What is DMR?

Digital Mobile Radio (DMR) was developed by the European Telecommunications Standards Institute (ETSI) and is used worldwide by professional mobile radio users. [http://www.dmrassociation.org]

DMR is divided into three tiers. Tier I is a single channel specification originally for the European unlicensed dPMR446 service. It is a single channel FDMA 6.25 kHz bandwidth; the standard supports peer-to-peer (mode 1), repeater (mode 2) and linked repeater (mode 3) configurations. The use of the Tier I standard has been expanded into radios for use in
other than the unlicensed dPMR446 service. [http://www.dpmr-mou.org]

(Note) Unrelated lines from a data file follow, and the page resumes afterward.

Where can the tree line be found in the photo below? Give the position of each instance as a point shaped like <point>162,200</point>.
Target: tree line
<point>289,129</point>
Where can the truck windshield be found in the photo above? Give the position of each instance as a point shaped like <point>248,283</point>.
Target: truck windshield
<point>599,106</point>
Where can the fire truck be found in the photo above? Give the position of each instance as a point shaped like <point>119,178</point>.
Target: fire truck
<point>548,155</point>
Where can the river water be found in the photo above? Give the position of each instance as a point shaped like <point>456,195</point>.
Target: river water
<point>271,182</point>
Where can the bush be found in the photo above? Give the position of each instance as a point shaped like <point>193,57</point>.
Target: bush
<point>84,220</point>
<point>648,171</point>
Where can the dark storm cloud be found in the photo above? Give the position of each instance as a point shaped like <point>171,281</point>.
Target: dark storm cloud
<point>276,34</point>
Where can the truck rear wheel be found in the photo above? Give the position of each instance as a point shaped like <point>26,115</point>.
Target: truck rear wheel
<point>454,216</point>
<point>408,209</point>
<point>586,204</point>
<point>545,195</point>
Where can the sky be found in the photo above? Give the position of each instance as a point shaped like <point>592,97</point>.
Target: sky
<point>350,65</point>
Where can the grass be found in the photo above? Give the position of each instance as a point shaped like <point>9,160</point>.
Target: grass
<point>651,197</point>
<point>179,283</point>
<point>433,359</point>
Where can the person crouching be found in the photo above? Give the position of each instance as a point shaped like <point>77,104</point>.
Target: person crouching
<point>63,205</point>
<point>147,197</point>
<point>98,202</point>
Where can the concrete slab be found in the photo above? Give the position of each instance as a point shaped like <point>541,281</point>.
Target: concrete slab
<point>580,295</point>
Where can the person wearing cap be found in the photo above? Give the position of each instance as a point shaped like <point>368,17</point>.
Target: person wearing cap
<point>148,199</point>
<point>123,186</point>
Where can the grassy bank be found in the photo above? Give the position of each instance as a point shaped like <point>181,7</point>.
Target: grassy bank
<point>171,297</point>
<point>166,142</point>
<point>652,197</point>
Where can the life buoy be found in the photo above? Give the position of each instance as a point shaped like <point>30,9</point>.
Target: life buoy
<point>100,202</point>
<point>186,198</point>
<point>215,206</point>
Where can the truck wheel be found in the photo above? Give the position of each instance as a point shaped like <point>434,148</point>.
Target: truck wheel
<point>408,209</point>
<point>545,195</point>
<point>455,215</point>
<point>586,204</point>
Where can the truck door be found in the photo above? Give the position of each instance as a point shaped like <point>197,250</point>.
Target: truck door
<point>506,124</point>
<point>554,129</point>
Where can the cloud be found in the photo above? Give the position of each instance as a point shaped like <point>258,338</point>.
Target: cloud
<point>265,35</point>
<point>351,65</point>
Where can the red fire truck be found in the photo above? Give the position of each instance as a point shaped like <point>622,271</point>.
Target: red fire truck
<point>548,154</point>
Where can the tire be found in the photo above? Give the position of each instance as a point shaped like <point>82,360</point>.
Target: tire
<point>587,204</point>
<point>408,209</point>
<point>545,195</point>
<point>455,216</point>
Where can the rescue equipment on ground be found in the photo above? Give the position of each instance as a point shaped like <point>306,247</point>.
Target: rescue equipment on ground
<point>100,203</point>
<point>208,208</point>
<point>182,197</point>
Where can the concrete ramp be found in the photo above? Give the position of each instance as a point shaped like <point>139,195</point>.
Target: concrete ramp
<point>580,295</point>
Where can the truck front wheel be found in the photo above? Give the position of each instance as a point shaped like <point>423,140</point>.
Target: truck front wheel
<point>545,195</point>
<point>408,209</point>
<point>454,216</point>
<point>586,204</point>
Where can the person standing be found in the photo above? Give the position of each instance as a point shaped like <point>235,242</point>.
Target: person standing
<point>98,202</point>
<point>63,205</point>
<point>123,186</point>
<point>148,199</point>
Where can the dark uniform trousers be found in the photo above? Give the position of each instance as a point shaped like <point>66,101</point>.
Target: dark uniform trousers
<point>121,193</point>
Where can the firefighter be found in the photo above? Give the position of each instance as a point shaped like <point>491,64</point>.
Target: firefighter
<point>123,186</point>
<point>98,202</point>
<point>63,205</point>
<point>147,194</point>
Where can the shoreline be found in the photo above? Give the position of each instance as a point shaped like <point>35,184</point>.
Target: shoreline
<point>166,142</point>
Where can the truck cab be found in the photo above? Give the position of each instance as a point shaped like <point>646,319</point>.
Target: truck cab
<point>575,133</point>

Tier II is 2-slot TDMA 12.5 kHz wide peer-to-peer and repeater mode specification, resulting in a spectrum efficiency of 6.25 kHz per channel. Each time slot can be either voice and/or data depending upon system needs. IP Site Connect (IPSC) for interconnecting repeaters over the Internet is vendor specific and is not part of the ETSI standards at this time. Most amateur radio implementations of DMR are using voice on both time slots.


Tier III builds upon Tier II, adding trunking operation involving multiple repeaters at a single site. Not all manufacturers’ trunking implementation is Tier III compatible. Vender specific protocols have expanded the trunking to multiple site operations.

It is Tier II that amateurs are implementing in their Mototrbo™ [http://www.motorolasolutions.com] and Hytera [http://www.hytera.com] infrastructure networks and the focus of this booklet. The IPSC protocols used by the different brand repeaters are not compatible; it is doubtful the equipment manufacturers will ever standardize for business reasons. Any brand DMR (Tier II) user radio will work on any Tier II system, although some manufacturers offer proprietary features.

The current implementation of DMR utilizes the DSVI AMBE+2™ vocoder by agreement of the manufactures; it is not specified in the ESTI standard. Most of the radio manufacturers have implemented the vocoder in licensed software. The forward error correction in the AMBE+2™ is an improvement of the voice quality of older vocoders such as used by D-Star™.

Amateur Mototrbo™ and Hytera DMR networks, from the end user standpoint, operate the same. Amateur Mototrbo™ networks are much
larger, cover many more areas, and most are interconnected. I look forward to the day when the multiple vendor infrastructures can be interconnected by the amateur community. Not all the amateur DMR repeaters are connected to the wide area networks; some are standalone either because they have yet to obtain an ISP connection at their repeater site or because they just want to use the repeater for local communications. Some standalones are operating in dual-mode (analog/digital). Mototrbo™ repeaters operating in dual-mode do not support interconnection via the Internet using IPSC.

Some hams have installed DMR repeaters in a vehicle, using 3G/4G cellular wireless services for Internet access. Others have implemented remote bases to interconnect to other networks or radios; it is important to remember that the wide area networks typically have policies prohibiting interconnected traffic, but what is implemented locally and stays local is acceptable. While some may consider network policies prohibiting interconnection to different types of networks political, these policies are really about keeping large networks functioning. Users sometimes don’t realize the hours put in by network operators or the
extent of their efforts that are required to keep a linked system running smoothly. There are sometimes issues of poor quality from interconnected technologies because of the vocoding process that would degrade the quality of the network. DMR-MARC has a sandbox available for persons interested in developing and experimenting that is separate from and off the main DMR-MARC network [http://www.dmr-marc.net/sandbox.html].

Back during the early era of amateur analog repeaters, most everyone used surplus commercial radios. Over time, equipment designed for and targeted to the radio amateur reached the amateur radio marketplace. Today in the DMR marketplace you can find used commercial gear, but new DMR radios are now available with street prices within the range of a typical ham budget. Some amateur DMR users are just using their commercial radios from work with a few extra channels programmed in.

Currently, no manufacturer is marketing an “Amateur” DMR radio; they are building DMR radios for the broader world market. Because of FCC Rules & Regulations for commercial users, DMR radios do not offer FPP (Front Panel Programming) as is the norm for other amateur radios. This is really not an issue because most DMR radios have enough channels to program all possible channels you may want to operate. Most of the DMR radios require a programming cable to program the radio using manufacturer software, while some radios support programming using BlueTooth and even over-the-air programming.

There are police and fire departments, local/state governments and many businesses using DMR Tier II and Tier III; any Tier III capable radio will also work on Tier II systems but neither will work on Tier I. If you have a DMR radio for work, you may be able to program it to also work on amateur repeaters (make sure you have permission) and you will need to contact DMR-MARC about a usable subscriber ID that will work on both networks.